April just ended and it wasn’t good for investors. In fact, U.S. stocks are off to their worst four-month start since 1939. And the carnage has continued into the opening weeks of May. As of this writing, the S&P 500 is deep in correction territory, which is defined as a 10% drop (but less than 20%) from its most recent peak.
The Nasdaq meanwhile is well into a Bear market, which is when the market falls by more than 20% from its recent peak, down 25% since the start of 2022. Even the Dow Jones Industrial Average, which is an index that follows 30 large, publicly traded blue-chip stocks, is in bear market territory, down 11% year-to-date.
The commodity and financial-heavy TSX, Canada’s main stock index, is doing much better than its American peers, but it’s still 5.5% in the red in 2022.
Why Are Stocks Selling Off?
Stocks are facing numerous headwinds from rising interest rates, inflation that is at its highest level in 40 years, and fears of a recession. Russia’s invasion of Ukraine and China’s COVID-19 lockdowns are also undermining growth as investors attempt to determine how this will affect the economy and corporate earnings.
The stock-market sell-off is broad based too with technology stocks getting crushed, along with consumer, industrials, and even financial stocks taking a beating.
Is the Stock Market Usually This Volatile?
The weekly moves have not been entirely out of the ordinary.
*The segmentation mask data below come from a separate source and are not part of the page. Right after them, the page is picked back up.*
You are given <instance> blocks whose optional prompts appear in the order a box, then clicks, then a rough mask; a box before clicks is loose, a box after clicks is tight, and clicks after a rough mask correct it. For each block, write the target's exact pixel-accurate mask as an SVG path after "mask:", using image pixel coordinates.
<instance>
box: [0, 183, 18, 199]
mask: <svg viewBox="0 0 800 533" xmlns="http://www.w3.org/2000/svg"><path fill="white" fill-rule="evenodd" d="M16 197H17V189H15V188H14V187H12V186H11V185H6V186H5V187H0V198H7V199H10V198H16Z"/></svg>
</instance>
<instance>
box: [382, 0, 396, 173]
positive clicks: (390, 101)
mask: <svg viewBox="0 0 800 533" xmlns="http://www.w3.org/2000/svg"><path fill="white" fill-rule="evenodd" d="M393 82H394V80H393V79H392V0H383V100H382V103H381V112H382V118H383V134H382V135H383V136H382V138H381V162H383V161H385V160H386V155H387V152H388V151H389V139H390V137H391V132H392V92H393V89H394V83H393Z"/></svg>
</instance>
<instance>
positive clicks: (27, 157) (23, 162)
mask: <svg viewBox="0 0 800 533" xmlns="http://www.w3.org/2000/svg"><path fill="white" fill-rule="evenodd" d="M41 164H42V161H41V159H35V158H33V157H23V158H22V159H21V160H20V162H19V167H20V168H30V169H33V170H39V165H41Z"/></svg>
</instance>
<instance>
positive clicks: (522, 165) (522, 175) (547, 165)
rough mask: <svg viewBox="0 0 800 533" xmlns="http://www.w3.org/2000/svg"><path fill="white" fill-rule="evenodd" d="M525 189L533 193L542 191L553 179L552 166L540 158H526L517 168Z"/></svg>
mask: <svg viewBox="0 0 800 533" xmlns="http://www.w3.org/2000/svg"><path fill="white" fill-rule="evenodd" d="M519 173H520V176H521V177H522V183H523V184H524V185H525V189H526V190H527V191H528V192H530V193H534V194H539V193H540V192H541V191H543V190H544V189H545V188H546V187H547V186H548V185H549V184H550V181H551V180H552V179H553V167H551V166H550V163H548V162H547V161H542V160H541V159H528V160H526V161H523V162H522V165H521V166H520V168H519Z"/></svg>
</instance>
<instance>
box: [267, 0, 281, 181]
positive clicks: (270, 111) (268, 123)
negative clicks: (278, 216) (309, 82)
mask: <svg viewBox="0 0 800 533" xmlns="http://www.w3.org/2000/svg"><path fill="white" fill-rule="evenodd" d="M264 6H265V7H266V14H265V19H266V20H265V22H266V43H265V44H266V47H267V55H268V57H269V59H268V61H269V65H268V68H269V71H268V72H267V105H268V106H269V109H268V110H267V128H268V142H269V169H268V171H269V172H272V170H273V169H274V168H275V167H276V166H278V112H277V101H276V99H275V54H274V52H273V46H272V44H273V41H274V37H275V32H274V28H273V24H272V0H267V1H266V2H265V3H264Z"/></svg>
But the daily moves have been eye-watering. On Wednesday, May 4 the Dow Jones had its best day since 2020, rising nearly three percent. The S&P 500 jumped by the same amount. The following day both indexes had erased those gains.
The one-day rally came on the heels of the Federal Reserve saying it was not going to hike its key lending rate, which affects interest rates, by 0.75%. Investors, looking for any sign of optimism, sent shares higher.
But the next morning investors realized that the Fed still needs to raise its rates to tame soaring inflation. There are still concerns about a recession. Nothing really changed.
Those kinds of volatile days are rare. Since 1928, the median number of days where the S&P 500 gained or lost more than two percent in any given year stands at around eight out of roughly 250 trading days.
Four months into 2022 and investors have already stomached 14. Or, put another way, so far in 2022, one out of every six trading days on the S&P 500 closed with gains or losses of two percent or more.
Investors should expect the volatility to continue, with some analysts calling for the volatility to last the whole year.